L’abbraccio: Alda Merini e la letteratura lo descrivono come la forma più pura dell’amore

In questo momento storico della nostra vita, abbiamo imparato a non dare per scontati i gesti più semplici. L’abbraccio è tra questi e la poesia di Alda Merini ci rimanda alla letteratura e ai suoi abbracci più belli. Non è questa la forma di amore più umana che ci sia?

L’abbraccio, Egon Schiele, 1917

È possibile dire che a tutti sia mancato il contatto con i propri cari, i propri amici e “congiunti”. Cingere le braccia intorno al corpo della persona che amiamo, intorno al corpo dei nostri più cari amici e parenti non è stato un gesto possibile visto il distanziamento sociale.
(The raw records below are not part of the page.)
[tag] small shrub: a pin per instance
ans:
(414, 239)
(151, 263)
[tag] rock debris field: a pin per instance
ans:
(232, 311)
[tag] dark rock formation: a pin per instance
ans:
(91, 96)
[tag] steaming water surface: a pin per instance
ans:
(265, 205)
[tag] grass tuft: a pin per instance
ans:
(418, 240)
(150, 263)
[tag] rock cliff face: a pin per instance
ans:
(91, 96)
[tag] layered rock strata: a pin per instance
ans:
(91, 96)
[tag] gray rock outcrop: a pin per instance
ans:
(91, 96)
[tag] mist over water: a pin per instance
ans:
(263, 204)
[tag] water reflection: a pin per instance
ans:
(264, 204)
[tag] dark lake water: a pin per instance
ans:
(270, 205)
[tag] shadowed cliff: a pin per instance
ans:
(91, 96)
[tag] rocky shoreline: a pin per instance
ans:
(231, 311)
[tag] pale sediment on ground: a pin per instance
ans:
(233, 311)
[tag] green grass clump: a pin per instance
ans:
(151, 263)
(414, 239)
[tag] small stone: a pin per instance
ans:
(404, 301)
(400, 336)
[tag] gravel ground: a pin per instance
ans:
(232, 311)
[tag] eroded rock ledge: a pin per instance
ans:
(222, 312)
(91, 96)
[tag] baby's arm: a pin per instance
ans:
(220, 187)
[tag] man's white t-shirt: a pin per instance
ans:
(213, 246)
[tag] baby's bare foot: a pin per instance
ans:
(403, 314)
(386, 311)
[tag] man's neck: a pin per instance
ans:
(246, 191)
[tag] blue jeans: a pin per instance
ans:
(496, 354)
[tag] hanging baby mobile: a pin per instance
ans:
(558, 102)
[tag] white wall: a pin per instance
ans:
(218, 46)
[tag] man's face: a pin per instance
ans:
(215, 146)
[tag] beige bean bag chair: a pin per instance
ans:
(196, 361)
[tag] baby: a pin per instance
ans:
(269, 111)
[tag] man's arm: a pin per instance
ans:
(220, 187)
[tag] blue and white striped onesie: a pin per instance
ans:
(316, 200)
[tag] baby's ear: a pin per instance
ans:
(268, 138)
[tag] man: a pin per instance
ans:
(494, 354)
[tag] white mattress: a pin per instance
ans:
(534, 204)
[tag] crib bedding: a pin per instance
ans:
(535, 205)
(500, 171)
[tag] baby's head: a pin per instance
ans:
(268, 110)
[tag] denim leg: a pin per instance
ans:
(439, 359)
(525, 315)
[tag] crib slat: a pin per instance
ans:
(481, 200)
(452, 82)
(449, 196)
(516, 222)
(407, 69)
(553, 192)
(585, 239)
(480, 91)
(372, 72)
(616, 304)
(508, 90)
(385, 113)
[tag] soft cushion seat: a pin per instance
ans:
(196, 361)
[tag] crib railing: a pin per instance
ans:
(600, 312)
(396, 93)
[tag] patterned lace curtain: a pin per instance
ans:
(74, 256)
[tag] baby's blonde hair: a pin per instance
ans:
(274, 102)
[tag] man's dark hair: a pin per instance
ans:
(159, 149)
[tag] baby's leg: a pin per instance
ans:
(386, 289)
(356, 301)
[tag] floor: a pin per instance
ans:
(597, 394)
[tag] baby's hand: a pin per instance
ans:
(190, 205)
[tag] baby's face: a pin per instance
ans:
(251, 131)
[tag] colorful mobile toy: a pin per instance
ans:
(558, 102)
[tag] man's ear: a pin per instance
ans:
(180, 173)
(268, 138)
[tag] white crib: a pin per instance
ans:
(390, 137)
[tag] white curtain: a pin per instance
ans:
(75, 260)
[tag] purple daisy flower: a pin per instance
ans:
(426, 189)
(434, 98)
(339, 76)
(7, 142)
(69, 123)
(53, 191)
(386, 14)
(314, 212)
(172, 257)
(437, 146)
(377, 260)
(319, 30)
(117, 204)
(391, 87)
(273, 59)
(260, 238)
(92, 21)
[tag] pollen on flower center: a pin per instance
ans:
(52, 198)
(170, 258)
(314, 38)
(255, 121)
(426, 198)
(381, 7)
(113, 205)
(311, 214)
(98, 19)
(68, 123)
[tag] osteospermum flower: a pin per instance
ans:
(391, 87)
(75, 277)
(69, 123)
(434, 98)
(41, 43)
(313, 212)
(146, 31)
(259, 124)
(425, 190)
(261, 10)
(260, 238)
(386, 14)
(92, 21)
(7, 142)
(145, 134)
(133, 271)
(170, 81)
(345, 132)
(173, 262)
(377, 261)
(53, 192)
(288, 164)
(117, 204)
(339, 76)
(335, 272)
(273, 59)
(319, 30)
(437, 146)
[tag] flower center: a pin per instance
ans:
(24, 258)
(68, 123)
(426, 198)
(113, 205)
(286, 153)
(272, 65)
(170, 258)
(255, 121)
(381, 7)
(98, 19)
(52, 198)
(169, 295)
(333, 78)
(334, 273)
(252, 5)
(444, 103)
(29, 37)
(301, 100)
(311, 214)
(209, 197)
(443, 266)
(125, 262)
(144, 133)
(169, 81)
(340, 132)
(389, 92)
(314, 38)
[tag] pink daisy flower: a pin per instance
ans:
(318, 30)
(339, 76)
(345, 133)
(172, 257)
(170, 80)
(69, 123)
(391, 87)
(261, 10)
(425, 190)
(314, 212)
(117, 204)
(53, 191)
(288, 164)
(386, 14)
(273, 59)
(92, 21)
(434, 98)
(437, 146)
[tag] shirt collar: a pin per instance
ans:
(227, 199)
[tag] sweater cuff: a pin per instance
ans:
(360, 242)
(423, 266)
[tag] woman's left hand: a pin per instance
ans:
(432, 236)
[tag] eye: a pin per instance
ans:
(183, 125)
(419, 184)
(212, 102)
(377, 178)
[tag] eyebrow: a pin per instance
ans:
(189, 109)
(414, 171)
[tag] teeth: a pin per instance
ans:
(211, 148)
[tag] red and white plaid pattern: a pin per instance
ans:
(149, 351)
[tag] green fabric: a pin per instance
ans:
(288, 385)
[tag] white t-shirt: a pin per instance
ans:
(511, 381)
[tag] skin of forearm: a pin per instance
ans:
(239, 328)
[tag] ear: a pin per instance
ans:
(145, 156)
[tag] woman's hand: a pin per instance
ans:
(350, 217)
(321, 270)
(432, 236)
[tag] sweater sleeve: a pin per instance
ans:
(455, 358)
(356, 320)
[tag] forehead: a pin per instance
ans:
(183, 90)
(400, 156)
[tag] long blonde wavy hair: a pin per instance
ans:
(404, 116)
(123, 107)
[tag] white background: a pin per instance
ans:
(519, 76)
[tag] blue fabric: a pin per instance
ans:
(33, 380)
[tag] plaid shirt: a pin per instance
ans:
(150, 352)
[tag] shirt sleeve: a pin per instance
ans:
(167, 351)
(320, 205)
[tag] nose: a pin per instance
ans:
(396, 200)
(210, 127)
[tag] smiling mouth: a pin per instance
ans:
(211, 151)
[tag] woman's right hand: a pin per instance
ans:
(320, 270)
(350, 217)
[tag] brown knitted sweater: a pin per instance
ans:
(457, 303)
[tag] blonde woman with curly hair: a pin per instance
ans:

Pochi secondi in cui poter godere di un gesto tanto fisico quanto importante per le relazioni umane. È il primo contatto naturale che una mamma cerca dal figlio appena nato, è il primo calore che ci accoglie quando veniamo al mondo. L’abbraccio è ciò che diciamo senza parlare, è il consenso che diamo prima di un bacio, è il “mi sei mancato” senza voce, è l’addio, è un “ci sarò sempre”. Sembra che in quegli attimi in cui siamo avvolti da quelle braccia, che siano più o meno forti delle nostre, il resto scompaia. E come se cullati, finissimo nel mondo descritto da Alda Merini.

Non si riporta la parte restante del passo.